Safeheron Weekly Dispatch | AUG 26 '22

Security Incidents

Forged Twitter Account of Pudgy Penguins And Its Pishing Site Detected

PeckShield detected a phishing site xn--pudgypengun-lcb[.]com and a forged Twitter account that impersonates Pudgy Penguins. 22 NFTs have transferred to the scammer's address, including VeeFriends & Pudgy Penguin.

Hackers Steal Crypto From Bitcoin ATMs by Exploiting Zero-Day Bug

Hackers have exploited a zero-day vulnerability in General Bytes Bitcoin ATM servers to steal cryptocurrency from customers. The attacker exploited the bug to add a default admin user named 'gb' to the CAS and modified the 'buy' and 'sell' crypto settings and 'invalid payment address' to use a cryptocurrency wallet under the hacker's control.

Kaoyaswap on BSC Was Attacked

Kaoyaswap on BSC appears to have been attacked, with hackers making 37,294 BUSD and 271.2 WBNB, caused by faulty logic in the Swap function.

Industry Updates

MakerDAO Partners With Huntingdon Valley Bank (HVBank)

This integration between MakerDAO and HVBank involves a 100 million DAI participation facility to support the growth of HVBank’s existing and new businesses. HVBank and RWA Master Participation Trust (established for the benefit of Maker) will not have a borrower-lender relationship. The Trust will have access to DAI liquidity in exchange for the sale of participation interests in the underlying whole loans originated by HVBank.

PayPal Joins Coinbase's TRUST Network

PayPal will work on increasing compliance with the so-called Travel Rule required of U.S. financial institutions by the Bank Secrecy Act, to share information about customers when those customers make transactions over a certain amount. Coinbase’s TRUST network aims to disclose the necessary data while protecting user privacy. It will avoid using a central store of user data and ensure its members are trustworthy through a compliance and risk management solution from Exiger.

NewsFlash

• Mexican Bitso signs agreement with Mastercard to offer credit card.
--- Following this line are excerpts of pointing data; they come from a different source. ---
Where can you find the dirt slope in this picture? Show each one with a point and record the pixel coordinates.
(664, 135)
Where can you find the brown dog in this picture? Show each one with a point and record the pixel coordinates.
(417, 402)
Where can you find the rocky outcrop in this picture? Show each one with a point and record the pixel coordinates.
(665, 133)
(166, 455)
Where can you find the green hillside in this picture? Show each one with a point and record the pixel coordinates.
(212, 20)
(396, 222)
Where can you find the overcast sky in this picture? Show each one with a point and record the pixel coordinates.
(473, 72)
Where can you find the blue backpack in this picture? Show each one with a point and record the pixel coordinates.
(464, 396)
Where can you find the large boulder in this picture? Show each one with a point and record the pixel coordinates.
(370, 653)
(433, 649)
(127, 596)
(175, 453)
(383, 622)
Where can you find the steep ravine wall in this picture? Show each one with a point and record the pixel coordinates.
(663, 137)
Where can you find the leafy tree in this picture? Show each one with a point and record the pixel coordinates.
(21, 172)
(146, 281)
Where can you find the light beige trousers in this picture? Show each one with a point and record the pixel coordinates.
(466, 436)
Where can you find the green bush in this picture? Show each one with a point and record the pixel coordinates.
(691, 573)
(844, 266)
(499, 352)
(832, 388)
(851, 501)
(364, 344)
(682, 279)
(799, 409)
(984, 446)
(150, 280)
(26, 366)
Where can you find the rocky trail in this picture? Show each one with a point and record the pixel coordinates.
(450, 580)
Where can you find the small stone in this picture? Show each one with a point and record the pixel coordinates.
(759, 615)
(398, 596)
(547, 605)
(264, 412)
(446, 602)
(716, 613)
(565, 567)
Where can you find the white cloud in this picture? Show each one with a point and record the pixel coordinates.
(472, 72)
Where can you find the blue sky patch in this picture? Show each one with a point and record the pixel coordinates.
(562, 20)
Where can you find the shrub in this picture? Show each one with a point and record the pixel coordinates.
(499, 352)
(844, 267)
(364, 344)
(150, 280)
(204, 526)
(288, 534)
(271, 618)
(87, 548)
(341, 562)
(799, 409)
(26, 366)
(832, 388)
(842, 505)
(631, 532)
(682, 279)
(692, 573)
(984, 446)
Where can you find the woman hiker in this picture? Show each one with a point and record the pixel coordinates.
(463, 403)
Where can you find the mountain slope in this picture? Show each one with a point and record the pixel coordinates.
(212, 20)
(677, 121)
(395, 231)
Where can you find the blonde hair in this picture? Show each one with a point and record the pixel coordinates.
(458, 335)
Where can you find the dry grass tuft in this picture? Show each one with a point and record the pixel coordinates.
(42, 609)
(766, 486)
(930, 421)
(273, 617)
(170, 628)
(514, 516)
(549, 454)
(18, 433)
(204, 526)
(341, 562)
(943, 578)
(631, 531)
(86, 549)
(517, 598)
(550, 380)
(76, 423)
• Latin American crypto firm Ripio launches prepaid crypto card in Brazil.

• Cosmos ecosystem wallet Keplr launched a beta version of Keplr wallet for Firefox.
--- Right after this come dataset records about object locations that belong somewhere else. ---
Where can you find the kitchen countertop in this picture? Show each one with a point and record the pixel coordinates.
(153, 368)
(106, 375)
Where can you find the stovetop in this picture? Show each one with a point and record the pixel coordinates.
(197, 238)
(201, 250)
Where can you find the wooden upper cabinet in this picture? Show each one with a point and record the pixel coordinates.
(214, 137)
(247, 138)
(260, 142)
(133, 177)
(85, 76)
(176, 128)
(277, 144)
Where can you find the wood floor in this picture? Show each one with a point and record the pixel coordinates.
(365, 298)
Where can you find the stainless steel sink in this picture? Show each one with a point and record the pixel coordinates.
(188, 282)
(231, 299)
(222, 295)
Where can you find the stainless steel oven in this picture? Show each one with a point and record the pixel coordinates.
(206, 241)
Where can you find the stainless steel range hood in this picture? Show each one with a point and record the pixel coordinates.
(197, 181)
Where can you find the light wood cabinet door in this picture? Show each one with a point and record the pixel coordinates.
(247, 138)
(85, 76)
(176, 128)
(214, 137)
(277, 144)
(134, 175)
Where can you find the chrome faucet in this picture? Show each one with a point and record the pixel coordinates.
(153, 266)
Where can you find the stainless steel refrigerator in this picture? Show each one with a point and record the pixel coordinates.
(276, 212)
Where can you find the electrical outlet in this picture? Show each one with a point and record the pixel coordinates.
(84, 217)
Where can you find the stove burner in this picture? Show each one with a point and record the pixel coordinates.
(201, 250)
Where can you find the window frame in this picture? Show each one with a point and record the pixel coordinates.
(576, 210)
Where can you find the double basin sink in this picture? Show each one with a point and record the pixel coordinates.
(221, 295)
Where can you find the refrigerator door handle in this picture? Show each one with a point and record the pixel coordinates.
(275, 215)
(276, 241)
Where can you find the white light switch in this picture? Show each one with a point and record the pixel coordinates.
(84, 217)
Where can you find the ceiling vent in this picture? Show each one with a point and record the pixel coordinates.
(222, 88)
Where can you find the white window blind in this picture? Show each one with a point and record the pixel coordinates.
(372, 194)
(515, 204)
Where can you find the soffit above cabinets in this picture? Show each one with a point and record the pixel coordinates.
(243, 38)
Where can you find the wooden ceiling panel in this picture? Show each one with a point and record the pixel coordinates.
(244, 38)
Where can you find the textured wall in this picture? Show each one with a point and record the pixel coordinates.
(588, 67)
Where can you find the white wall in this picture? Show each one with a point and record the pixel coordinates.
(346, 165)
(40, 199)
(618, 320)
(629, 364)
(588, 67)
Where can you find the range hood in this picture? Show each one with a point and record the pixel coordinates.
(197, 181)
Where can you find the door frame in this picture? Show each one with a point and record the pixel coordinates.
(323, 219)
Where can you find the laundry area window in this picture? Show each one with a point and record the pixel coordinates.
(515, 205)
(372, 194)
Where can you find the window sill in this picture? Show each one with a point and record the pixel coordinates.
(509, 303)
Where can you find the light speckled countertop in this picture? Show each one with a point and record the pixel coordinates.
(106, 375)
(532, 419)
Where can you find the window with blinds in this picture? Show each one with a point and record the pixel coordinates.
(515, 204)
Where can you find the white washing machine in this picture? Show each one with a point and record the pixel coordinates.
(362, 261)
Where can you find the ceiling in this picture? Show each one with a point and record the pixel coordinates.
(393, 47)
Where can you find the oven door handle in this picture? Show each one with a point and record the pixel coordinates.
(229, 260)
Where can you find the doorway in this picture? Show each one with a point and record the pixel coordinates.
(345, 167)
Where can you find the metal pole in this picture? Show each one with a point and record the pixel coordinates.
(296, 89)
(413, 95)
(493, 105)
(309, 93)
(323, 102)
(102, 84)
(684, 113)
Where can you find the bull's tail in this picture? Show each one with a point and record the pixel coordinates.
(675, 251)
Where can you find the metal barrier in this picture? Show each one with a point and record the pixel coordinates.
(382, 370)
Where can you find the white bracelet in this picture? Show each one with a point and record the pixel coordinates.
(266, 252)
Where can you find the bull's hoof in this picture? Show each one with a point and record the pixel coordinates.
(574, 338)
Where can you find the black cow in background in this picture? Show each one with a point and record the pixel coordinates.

• Samsung Securities is considering launching its own cryptocurrency exchange next year. Six other major companies listed on the exchange also have plans to have a crypto trading platform in 2023.

• Moscow Exchange (MOEX) plans to release a product based on digital financial assets (DFAs) in 2022.

• Web3 software development Thirdweb closes $24 million round at a $160 million valuation.

• Spectral, a credit risk assessment infrastructure web3 startup, has raised $23 million in a round.

• Inworld AI, a developer platform for creating AI-driven virtual characters, closes $50M Series A.

• Ready Player Me, a platform to build dynamic cross-game avatars raises $56M.

• Hidden Road closes $50 million Series A funding.

Market Regulation

North America

• The Ontario Securities Commission (OSC) has issued another consumer alert warning residents of unregistered crypto platforms, including Kucoin.

• Huobi Tech’s Subsidiary Obtained MSB License in Canada.

Europe

• Blockchain for Europe and the Digital Euro Association sent a letter to MiCA suggesting fewer restrictions on non-Euro-referencing stablecoins.

• A new bill that could bring digital assets like stablecoins into the scope of local payments regulation is scheduled to be debated in Parliament for the first time in September.

Asia

• Philippines central bank approves two more digital banks, UnionDigital Bank, Inc. (UDB) and GoTyme Bank Corporation (GTYME), adding up to a total of six digital banks are now allowed to operate in the Philippines.

• Bhex, a Singapore-based crypto exchange, has secured a standard payment institution license from the Monetary Authority of Singapore (MAS).

Industry Briefing

Investors are taking note of the growing demand for protection. Venture capital firms have poured $257 million into crypto auditing and security companies so far this year, up from $185 million for all of 2021, according to CB Insights. 1,161 external projects have asked ConsenSys to audit their smart-contract code, close to the number for all of 2021 and up from 247 requests in 2020.

Their rising fortunes underscore how the industry is waking up to the threat of sophisticated hackers who have stolen roughly $2 billion from digital-asset protocols this year, according to researcher Chainalysis.

Over $100 million in NFTs have been stolen, netting perpetrators $300,000 per scam on average, according to a new report by blockchain analysis firm Elliptic covering nefarious crypto activity between July 2021 to July 2022.

With so much at stake, crypto security services are moving from the “nice to have” spending category to the “must have” bucket, even for bootstrapping startups and community-driven projects.